Notwithstanding the clear federal preemption of plaintiff's claims, the state-law claims must still fail. There can be no breach of contract claim where, assuming arguendo the Oxford letter constituted a contract, there is no allegation that the nonparty, in this matter plaintiff, was an intended beneficiary of the said contract (see Reznick v Bluegreen Resorts Mgt., Inc., 154 AD3d 891 [2d Dept 2017]; Town of Oyster Bay v Doremus, 94 AD3d 867 [2d Dept 2012]). In its opposition papers, plaintiff made no arguments in support of its unjust enrichment and promissory estoppel claims, and as such they are deemed abandoned (Blackman v Metropolitan Tr. Auth., 206 AD3d 602 [2d Dept 2022]). Moreover, as has been noted herein, the Oxford letter did not contain a "clear and unambiguous promise" so as to support a claim for promissory estoppel (Nam Tai Elecs., Inc. v UBS PaineWebber Inc., 46 AD3d 486, 487 [1st Dept 2007]).
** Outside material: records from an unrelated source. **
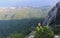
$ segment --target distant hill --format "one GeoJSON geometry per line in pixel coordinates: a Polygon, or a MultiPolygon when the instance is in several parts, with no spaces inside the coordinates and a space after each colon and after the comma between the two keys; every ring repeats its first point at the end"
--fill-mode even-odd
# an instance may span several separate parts
{"type": "Polygon", "coordinates": [[[44,18],[50,9],[51,7],[2,7],[0,20],[44,18]]]}

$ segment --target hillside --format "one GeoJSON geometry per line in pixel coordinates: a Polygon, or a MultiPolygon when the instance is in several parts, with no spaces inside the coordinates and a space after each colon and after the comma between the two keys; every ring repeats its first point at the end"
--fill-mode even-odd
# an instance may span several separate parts
{"type": "Polygon", "coordinates": [[[0,8],[0,20],[46,17],[51,7],[4,7],[0,8]]]}

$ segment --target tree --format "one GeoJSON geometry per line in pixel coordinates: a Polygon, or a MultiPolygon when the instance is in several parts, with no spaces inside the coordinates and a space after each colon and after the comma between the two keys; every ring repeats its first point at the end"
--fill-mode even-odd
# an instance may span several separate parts
{"type": "Polygon", "coordinates": [[[46,25],[45,27],[40,26],[40,30],[36,29],[35,37],[34,38],[54,38],[54,32],[51,28],[46,25]]]}

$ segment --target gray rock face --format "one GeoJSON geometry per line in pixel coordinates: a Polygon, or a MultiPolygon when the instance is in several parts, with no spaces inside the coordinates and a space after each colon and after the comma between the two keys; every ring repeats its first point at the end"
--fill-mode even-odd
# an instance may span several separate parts
{"type": "Polygon", "coordinates": [[[51,11],[48,13],[47,18],[43,22],[44,25],[60,25],[60,2],[54,6],[51,11]]]}

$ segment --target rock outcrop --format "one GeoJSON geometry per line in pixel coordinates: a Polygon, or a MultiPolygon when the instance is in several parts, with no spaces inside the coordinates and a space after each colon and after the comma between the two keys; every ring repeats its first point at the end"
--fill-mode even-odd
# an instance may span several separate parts
{"type": "Polygon", "coordinates": [[[43,22],[43,26],[47,24],[50,26],[60,25],[60,2],[58,2],[48,13],[47,18],[43,22]]]}

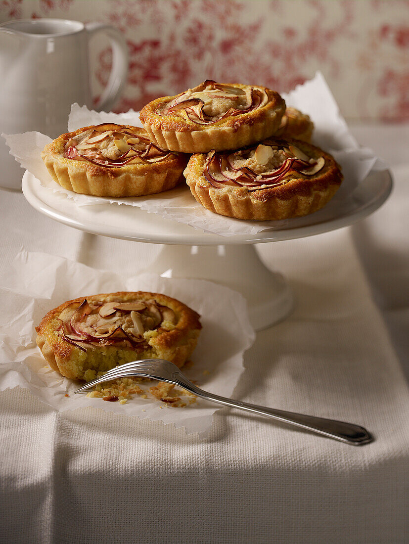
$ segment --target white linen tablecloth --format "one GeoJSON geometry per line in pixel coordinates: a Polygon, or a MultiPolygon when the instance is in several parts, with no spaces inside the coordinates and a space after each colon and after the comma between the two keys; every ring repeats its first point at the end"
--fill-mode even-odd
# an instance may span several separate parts
{"type": "MultiPolygon", "coordinates": [[[[16,388],[0,393],[0,542],[408,541],[408,127],[354,132],[392,164],[392,195],[352,227],[258,246],[297,305],[258,333],[234,396],[357,423],[375,441],[354,447],[227,409],[203,440],[94,407],[57,413],[16,388]]],[[[0,196],[0,274],[22,247],[125,275],[159,250],[0,196]]]]}

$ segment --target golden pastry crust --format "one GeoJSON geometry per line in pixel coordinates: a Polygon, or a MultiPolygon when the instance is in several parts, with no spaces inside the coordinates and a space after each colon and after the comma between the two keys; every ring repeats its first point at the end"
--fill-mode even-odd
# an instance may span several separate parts
{"type": "Polygon", "coordinates": [[[151,139],[160,147],[183,153],[205,153],[212,149],[237,149],[268,138],[278,129],[285,109],[280,95],[265,87],[206,80],[184,93],[150,102],[139,116],[151,139]],[[207,101],[207,96],[220,102],[220,97],[212,94],[218,89],[224,95],[227,112],[221,109],[218,113],[216,108],[212,111],[212,104],[201,100],[207,101]],[[240,104],[230,108],[236,100],[234,93],[240,92],[244,94],[239,96],[240,104]],[[193,101],[189,98],[192,96],[193,101]],[[183,102],[190,106],[174,110],[183,102]],[[206,108],[210,108],[209,114],[203,113],[206,108]]]}
{"type": "Polygon", "coordinates": [[[309,142],[313,129],[314,123],[308,115],[295,108],[288,107],[282,116],[280,128],[274,136],[283,140],[293,138],[309,142]]]}
{"type": "Polygon", "coordinates": [[[259,221],[286,219],[317,211],[333,196],[343,177],[333,157],[319,148],[300,140],[274,138],[230,155],[214,152],[192,155],[184,174],[192,194],[207,209],[229,217],[259,221]],[[257,150],[261,156],[267,153],[270,157],[269,163],[259,159],[265,166],[255,160],[257,150]],[[228,166],[226,169],[226,158],[229,157],[236,170],[228,166]],[[319,170],[307,175],[299,171],[303,168],[309,172],[319,170]],[[226,180],[222,171],[236,179],[226,180]],[[269,172],[264,178],[263,171],[269,172]]]}
{"type": "MultiPolygon", "coordinates": [[[[85,139],[85,146],[86,141],[85,139]]],[[[77,145],[84,146],[80,141],[77,145]]],[[[143,128],[113,123],[84,127],[61,134],[45,146],[41,158],[52,178],[64,189],[82,194],[112,197],[141,196],[173,189],[181,181],[187,162],[187,157],[182,154],[157,150],[143,128]],[[121,158],[121,153],[123,156],[124,153],[114,145],[115,138],[113,135],[122,131],[126,133],[126,138],[132,138],[133,134],[134,140],[138,142],[133,147],[139,148],[136,152],[127,150],[130,146],[122,142],[125,145],[125,153],[135,153],[126,164],[123,163],[129,161],[129,158],[121,158]],[[111,133],[109,137],[95,144],[94,148],[77,149],[77,141],[80,140],[84,134],[89,133],[88,138],[91,138],[95,134],[101,133],[103,135],[107,132],[111,133]],[[71,143],[73,143],[72,146],[71,143]],[[106,149],[101,149],[103,145],[106,149]],[[113,150],[120,154],[119,159],[113,150]],[[147,151],[148,157],[144,158],[147,151]],[[107,156],[102,156],[102,152],[107,156]],[[137,153],[142,156],[138,156],[137,153]],[[150,154],[153,156],[150,157],[150,154]],[[93,157],[98,158],[94,160],[93,157]],[[102,163],[101,157],[107,164],[102,163]]]]}
{"type": "Polygon", "coordinates": [[[159,293],[92,295],[48,312],[35,327],[36,343],[50,367],[73,379],[92,379],[96,372],[138,358],[166,359],[181,367],[196,347],[199,317],[185,304],[159,293]],[[127,309],[111,307],[123,304],[127,309]]]}

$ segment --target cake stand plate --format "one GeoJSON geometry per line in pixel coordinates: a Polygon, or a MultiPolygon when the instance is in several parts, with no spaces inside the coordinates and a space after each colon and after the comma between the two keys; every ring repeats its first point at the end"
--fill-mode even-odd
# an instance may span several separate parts
{"type": "Polygon", "coordinates": [[[134,206],[79,206],[64,194],[44,187],[28,171],[22,187],[34,208],[64,225],[103,236],[164,244],[150,271],[168,277],[208,280],[236,289],[247,299],[250,321],[260,330],[287,317],[293,300],[282,275],[264,265],[253,244],[311,236],[356,222],[382,205],[392,180],[387,170],[371,172],[349,195],[342,211],[330,219],[323,219],[317,212],[303,218],[301,226],[299,220],[294,220],[280,230],[228,237],[203,232],[134,206]]]}

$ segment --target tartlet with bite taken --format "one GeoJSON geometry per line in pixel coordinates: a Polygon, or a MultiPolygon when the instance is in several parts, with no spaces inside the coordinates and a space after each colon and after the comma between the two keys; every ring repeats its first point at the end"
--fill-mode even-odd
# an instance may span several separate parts
{"type": "Polygon", "coordinates": [[[304,141],[274,138],[236,151],[192,155],[184,173],[207,209],[259,221],[320,209],[343,178],[331,155],[304,141]]]}
{"type": "Polygon", "coordinates": [[[54,370],[94,379],[137,359],[166,359],[181,367],[196,347],[200,316],[159,293],[121,292],[69,300],[36,327],[36,342],[54,370]]]}
{"type": "Polygon", "coordinates": [[[96,196],[140,196],[173,189],[187,158],[160,149],[143,128],[105,123],[62,134],[41,157],[59,185],[96,196]]]}
{"type": "Polygon", "coordinates": [[[147,104],[140,118],[159,147],[183,153],[237,149],[270,136],[286,104],[265,87],[206,79],[175,96],[147,104]]]}

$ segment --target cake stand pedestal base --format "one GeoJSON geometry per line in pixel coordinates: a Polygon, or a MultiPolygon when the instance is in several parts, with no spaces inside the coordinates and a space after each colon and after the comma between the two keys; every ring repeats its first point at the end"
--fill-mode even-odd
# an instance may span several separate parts
{"type": "Polygon", "coordinates": [[[251,244],[165,245],[149,271],[166,277],[207,280],[238,291],[247,300],[256,331],[281,321],[293,308],[283,277],[265,266],[251,244]]]}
Finally, insofar as the Prompt Pay Law (Insurance Law § 3224-a), by its very terms, applies to the processing of health care claims "submitted under contracts or agreements," plaintiff's claims cannot stand where this court has already found that there was no contract or agreement between the parties (see Millennium{**77 Misc 3d at 963}Health, LLC v EmblemHealth, Inc., 240 F Supp 3d 276 [SD NY 2017]; Surgicore of Jersey City v Empire HealthChoice Assur., Inc., 2021 WL 1092029, 2021 US Dist LEXIS 54060 [ED NY, Mar. 22, 2021, 19-CV-3485(EK)(RML)]). Moreover, Prompt Pay claims are also expressly preempted by ERISA (see Neurological Surgery, P.C. v Siemens Corp., 2017 WL 6397737, 2017 US Dist LEXIS 206010 [ED NY, Dec. 12, 2017, 17-cv-3477 (ADS)(AKT)]).
Accordingly, it is ordered that the motion seeking dismissal of the amended complaint is granted in its entirety with prejudice as against the defendants, and the Clerk is directed to enter judgment accordingly in favor of the defendants.